Basically, we know now that AI researchers in the 80′s and earlier were TREMENDOUSLY overoptimistic. I also think that less optimism was warranted by the facts at the time, and not just hindsight.
In hindsight they were optimistic, but given the knowledge to which they had access at the time, it’s harder to make the same arguments. How would you argue that a researcher at that time should know how much the computational power constraints of that day mattered?
But I’d argue that their optimism stemmed from irrational assumptions. I’m not even saying that if I were transported back in time I would fall prey to the same irrational assumptions, but I would say that they had naive views of problems like visual object recognition or language comprehension that were completely unmotivated.

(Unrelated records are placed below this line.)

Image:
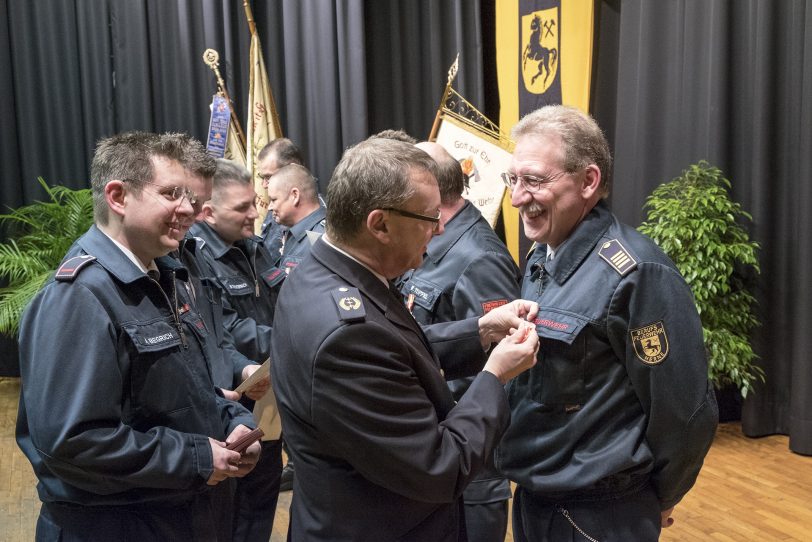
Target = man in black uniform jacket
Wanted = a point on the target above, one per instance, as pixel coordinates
(467, 272)
(118, 413)
(610, 428)
(247, 280)
(382, 451)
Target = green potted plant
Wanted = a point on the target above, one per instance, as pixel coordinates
(39, 235)
(693, 219)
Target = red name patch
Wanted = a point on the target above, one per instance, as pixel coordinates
(552, 324)
(488, 306)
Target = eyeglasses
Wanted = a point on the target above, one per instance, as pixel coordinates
(531, 183)
(409, 214)
(171, 193)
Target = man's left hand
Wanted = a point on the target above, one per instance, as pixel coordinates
(496, 325)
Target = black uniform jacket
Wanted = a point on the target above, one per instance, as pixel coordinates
(117, 402)
(382, 452)
(227, 362)
(467, 272)
(620, 391)
(298, 245)
(249, 283)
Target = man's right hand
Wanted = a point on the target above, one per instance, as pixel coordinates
(514, 354)
(224, 461)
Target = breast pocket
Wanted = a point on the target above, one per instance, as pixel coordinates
(559, 377)
(157, 374)
(426, 297)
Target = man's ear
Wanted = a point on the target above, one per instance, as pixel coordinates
(378, 226)
(591, 184)
(115, 194)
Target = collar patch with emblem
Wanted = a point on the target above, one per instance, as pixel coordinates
(618, 257)
(349, 304)
(650, 343)
(70, 268)
(488, 306)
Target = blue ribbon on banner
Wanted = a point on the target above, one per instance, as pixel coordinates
(218, 126)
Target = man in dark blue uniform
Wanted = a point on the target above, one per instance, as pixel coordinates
(382, 450)
(610, 428)
(294, 202)
(118, 413)
(467, 271)
(248, 284)
(271, 158)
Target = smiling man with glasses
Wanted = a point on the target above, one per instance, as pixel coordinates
(118, 412)
(610, 428)
(361, 387)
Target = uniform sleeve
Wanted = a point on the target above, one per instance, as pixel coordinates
(489, 281)
(369, 402)
(655, 328)
(74, 386)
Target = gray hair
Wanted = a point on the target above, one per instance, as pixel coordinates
(373, 174)
(285, 152)
(229, 173)
(298, 176)
(583, 140)
(129, 157)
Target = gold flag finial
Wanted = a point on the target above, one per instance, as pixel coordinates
(452, 71)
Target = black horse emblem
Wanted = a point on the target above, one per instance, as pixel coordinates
(536, 52)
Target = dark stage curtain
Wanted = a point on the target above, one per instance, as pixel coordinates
(74, 71)
(729, 82)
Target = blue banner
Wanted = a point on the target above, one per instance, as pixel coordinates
(218, 126)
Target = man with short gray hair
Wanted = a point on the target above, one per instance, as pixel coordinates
(610, 429)
(382, 451)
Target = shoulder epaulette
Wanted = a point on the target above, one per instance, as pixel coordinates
(71, 267)
(618, 257)
(350, 306)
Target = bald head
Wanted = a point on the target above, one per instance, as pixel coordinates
(450, 177)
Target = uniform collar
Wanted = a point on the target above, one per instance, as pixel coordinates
(218, 247)
(580, 244)
(461, 222)
(300, 229)
(110, 256)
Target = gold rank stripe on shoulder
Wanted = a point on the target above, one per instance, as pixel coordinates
(617, 256)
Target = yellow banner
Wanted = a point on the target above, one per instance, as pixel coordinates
(543, 55)
(263, 122)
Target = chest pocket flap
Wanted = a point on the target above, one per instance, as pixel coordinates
(152, 336)
(558, 325)
(236, 285)
(426, 293)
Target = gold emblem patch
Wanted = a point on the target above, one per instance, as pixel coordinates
(350, 303)
(540, 53)
(650, 343)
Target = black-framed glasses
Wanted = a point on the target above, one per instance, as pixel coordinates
(531, 183)
(171, 193)
(409, 214)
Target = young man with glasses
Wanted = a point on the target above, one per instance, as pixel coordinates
(609, 430)
(118, 413)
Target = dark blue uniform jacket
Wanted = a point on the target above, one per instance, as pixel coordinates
(382, 451)
(620, 392)
(117, 402)
(249, 284)
(467, 272)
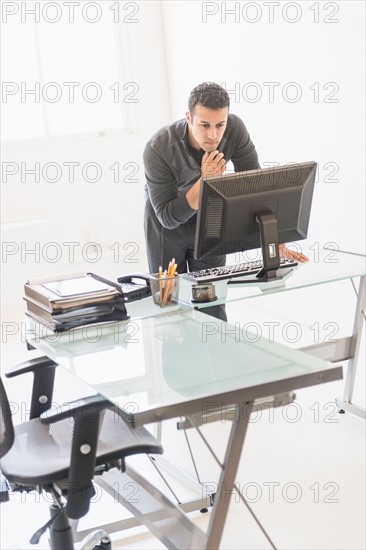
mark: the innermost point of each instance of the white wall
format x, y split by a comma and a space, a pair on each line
40, 219
238, 43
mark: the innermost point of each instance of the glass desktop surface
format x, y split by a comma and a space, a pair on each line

A comparable error today would be to assume that Strong AI is right around the corner as soon as we crack some current set of well-defined research problems, that there could not be any more problems that are not yet understood.
I don’t see at all how the step from non-self -modifying AI to self -modifying AI is in the same reference class as solving most well defined current research problems.
I think we’re arguing over whether I’m speaking from hindsight bias or whether the researchers in the past were irrationally overoptimistic (and whether EY’s assessment of how optimistic they should have been without hindsight is overoptimistic).
Let’s admit both are possible.
What could I show you that would convince you of the latter?
A valid heuristic that comes to the conclusion that you want to convince me off. In this case your claim that moving from non-self -modifying AI to self -modifying AI is no qualitative leap in the same way that solving most current well-defined AI problems is no qualitative leap suggests that you aren’t reasoning clearly. If you get the easy things wrong, then the harder things are also more likely to be wrong.
Furthermore there a strong prior that you are wrong about estimating probabilities if you aren’t calibrated. It been shown that naive attempt to try to correct against the hindsight bias just don’t work. Until you have at least trained calibration a bit you aren’t in a good position to judge whether other people are off.